Le Libre Journal de la France Courtoise - n° 283 du 17 janvier 2003 - p. 23
Nos pères
Les Apologistes (II)

Les pères apologistes se manifestent sous les règnes de Néron (autour de 64), de Trajan (97-117) et de Marc-Aurèle (161-180). Du point de vue doctrinal, le christianisme rencontre trois types d’accusations calomnieuses : athéisme, immoralité (inceste, orgies, infanticides, anthropophagie) et superstition. On lui oppose deux types d’objection sérieuse : un rapport défectueux à la cité. Cette objection vient des politiques. Le christianisme porterait en lui une subversion sociale (notamment par son égalitarisme) et un incivisme latent. La deuxième objection est un rapport défectueux à la vérité. Elle vient des philosophes : le christianisme est irrationnel. Les contradicteurs les plus fameux sont Félix (avocat), Lucien (écrivain), Porphyre (Juif hellénisé), Celse, Tacite, Suétone (historiens), Diognète et Marc-Aurèle (philosophe et empereur). La réponse chrétienne, ce sont les pères apologistes. Les chrétiens "communiquent" ; ils ne se réfugient pas dans un mutisme peureux ou dédaigneux ; ils répondent, se défendent, exposent.
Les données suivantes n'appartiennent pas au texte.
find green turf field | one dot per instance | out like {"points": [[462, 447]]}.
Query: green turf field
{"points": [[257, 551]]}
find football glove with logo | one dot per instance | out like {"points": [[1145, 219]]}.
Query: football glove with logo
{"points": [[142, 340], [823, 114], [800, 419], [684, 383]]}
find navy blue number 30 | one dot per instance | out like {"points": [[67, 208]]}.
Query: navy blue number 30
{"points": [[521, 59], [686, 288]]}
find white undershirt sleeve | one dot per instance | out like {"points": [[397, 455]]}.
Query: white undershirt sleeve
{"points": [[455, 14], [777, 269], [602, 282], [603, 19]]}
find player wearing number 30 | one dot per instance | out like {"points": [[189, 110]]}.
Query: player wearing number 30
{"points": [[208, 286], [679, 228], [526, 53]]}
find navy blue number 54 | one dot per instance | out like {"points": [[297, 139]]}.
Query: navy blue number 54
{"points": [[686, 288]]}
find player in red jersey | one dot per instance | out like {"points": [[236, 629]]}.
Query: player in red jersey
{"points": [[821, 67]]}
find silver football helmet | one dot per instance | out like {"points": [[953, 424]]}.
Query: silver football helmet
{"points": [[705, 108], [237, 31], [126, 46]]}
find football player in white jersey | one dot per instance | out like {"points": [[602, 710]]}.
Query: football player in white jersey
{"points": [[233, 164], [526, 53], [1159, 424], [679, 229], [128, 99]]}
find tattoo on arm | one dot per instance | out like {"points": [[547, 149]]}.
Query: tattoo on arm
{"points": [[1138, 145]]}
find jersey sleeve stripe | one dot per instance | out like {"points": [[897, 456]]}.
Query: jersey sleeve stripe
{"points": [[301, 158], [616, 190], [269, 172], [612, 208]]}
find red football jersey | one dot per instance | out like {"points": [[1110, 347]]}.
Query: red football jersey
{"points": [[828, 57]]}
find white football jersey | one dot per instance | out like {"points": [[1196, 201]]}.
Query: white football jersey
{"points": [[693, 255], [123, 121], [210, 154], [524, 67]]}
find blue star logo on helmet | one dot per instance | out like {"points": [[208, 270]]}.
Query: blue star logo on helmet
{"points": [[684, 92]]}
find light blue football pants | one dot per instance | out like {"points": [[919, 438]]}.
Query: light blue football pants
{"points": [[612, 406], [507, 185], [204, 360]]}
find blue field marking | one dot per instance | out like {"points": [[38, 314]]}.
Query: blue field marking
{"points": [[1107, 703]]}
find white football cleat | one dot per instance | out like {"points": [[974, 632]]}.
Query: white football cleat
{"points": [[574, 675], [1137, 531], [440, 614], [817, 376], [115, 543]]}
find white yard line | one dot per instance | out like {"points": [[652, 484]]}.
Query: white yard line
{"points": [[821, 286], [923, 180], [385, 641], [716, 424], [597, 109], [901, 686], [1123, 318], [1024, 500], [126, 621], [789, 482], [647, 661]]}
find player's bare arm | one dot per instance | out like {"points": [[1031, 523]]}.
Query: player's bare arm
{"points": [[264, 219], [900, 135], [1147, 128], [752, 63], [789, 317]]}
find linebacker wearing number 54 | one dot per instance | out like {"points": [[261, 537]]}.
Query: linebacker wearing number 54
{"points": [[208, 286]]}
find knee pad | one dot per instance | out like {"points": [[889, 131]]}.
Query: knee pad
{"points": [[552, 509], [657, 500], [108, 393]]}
De même que leurs aînés empruntaient les routes, les ponts pour diffuser leur message, les apologistes vont emprunter les concepts, le langage, la philosophie en cours : la culture gréco-latine. Ils investissent l’hellénisme. La forme de la réponse, c’est l’apologie : affirmation, défense, dialogue. Ils mettent en valeur ces paradoxes. Quant à la vie sociale, le chrétien est non seulement un bon citoyen, mais il est l’âme de l’Empire. Il est loyal en tout, sauf par rapport aux temples, aux jeux et à quelques moeurs (infanticide et homosexualité). Quant aux idées, les apologistes retournent l’argument d’antériorité des doctrines : Moïse précède Platon (Justin). Les apologistes doivent se défendre, sur leur droite, des intransigeants (Tertullien) et sur leur gauche, des syncrétistes modérés. Notons que la réponse n’est évidemment pas qu’intellectuelle ; c’est celle du témoignage de vie, jusqu’au martyre.